While politicians continue to bicker about the legitimacy and effects of global warming, companies are beginning to realize the enormous profit potential of “going green,” CEO of General Electric Jeffrey Immelt ’78 told an audience of more than 300 Upper Valley residents Wednesday morning at Spaulding Auditorium in the Hopkins Center for the Arts. The lecture was the sixth in the Institute for Lifelong Education at Dartmouth’s Summer lecture series “Positive Solutions.”
“There’s a lot of money to be made here,” Immelt said. “It doesn’t make me afraid or scared. There’s a tidal wave coming, and you either get ahead of it or you get crushed.”
Too often, radical environmentalists and corporations opposed to all forms of regulation have fought about environmental protection rather than cooperating, Immelt said. “Green is green,” he added, and companies like GE can make money and improve the environment at the same time by developing new technology.
Immelt emphasized that he is a businessman, not an environmentalist.

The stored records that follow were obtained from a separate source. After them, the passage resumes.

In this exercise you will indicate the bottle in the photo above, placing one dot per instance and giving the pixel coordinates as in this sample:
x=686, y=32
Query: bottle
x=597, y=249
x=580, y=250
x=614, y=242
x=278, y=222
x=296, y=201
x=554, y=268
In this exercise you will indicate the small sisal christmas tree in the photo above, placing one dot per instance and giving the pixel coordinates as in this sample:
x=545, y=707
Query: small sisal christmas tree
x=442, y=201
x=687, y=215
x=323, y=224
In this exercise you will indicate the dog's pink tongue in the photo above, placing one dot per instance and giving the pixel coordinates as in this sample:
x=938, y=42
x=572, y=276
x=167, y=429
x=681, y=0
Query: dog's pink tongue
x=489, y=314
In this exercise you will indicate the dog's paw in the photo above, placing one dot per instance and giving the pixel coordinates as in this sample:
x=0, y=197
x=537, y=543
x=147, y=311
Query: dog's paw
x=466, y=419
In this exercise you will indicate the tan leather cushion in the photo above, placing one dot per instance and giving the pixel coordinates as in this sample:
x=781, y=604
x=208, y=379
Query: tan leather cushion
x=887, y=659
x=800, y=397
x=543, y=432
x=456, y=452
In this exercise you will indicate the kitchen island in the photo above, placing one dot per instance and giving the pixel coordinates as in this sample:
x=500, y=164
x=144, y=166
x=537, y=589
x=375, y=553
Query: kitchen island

From a business standpoint, he said, GE stands to make billions of dollars from green technology.
“The closest I come to nature is playing golf,” he said. “I have zero ideological bent on this issue.”
GE is well positioned to take advantage of the current green technology boom, Immelt said, after the 2005 launch of its Ecoimagination initiative.
The program aimed to double research and development spending on green technology and reduce the corporation’s carbon footprint to Kyoto Protocol levels. Immelt said he was originally worried that Ecoimagination might appear “phony and too soft.”
“We did not want this to be about corporate social responsibility,” he said. “[We] wanted it to be about making money for our investors.”
Ecoimagination far surpassed GE’s goals, according to Immelt. GE thought it would cost $100 million to reduce its carbon footprint, but instead the company saved $100 million in energy costs. GE hopes to increase research and development spending by another one to two billion, he said.
Through Ecoimagination, GE has become a national leader in renewable energy, Immelt said. Wind energy is now largely cost-competitive with coal and natural gas, according to Immelt, and GE is investing $8 billion in wind projects.
“My favorite project is Cape Wind,” he said. “All the fat cats in Martha’s Vineyard who claim they’re environmentalists have to look out the window.”
Nuclear power is probably the cheapest, greenest and safest power source, Immelt said. Without government intervention, though, nuclear power generation will likely decline during the next decade because of high construction and insurance costs, Immelt predicted. No energy company wants to be the first to assume the risk of building a nuclear power plant, he added.
“The most profitable power plants [in the long term] are nuclear,” Immelt said. “The one thing they have in common is that all the CEOs who started them got fired.”
Immelt also advocated a nationwide carbon cap and trade system in addition to longer-term green technology tax subsidies. Such regulation is inevitable, Immelt said. The construction of 59 coal plants has already been cancelled because of fears of government regulation, he added. The United States government should institute environmental regulations now, so that companies which currently face regulatory uncertainty can plan for the future, he said.
“The Wall Street Journal hates all this stuff.” Immelt said. “They claim global warming’s a hoax … I have to deal with this regulation at work every day. You can’t afford to be ideological.”
America can solve its environmental problems through new technology, Immelt said. Environmentalists can be bleak, he said, but it is important to remain optimistic.
“If I go to the office tomorrow and say, ‘It’s horrible, we’re all dead,’ that’s a bad day for a lot of people,” Immelt said. “A competitive country is a confident country. If we’re going to do it, we’re going to do it together.”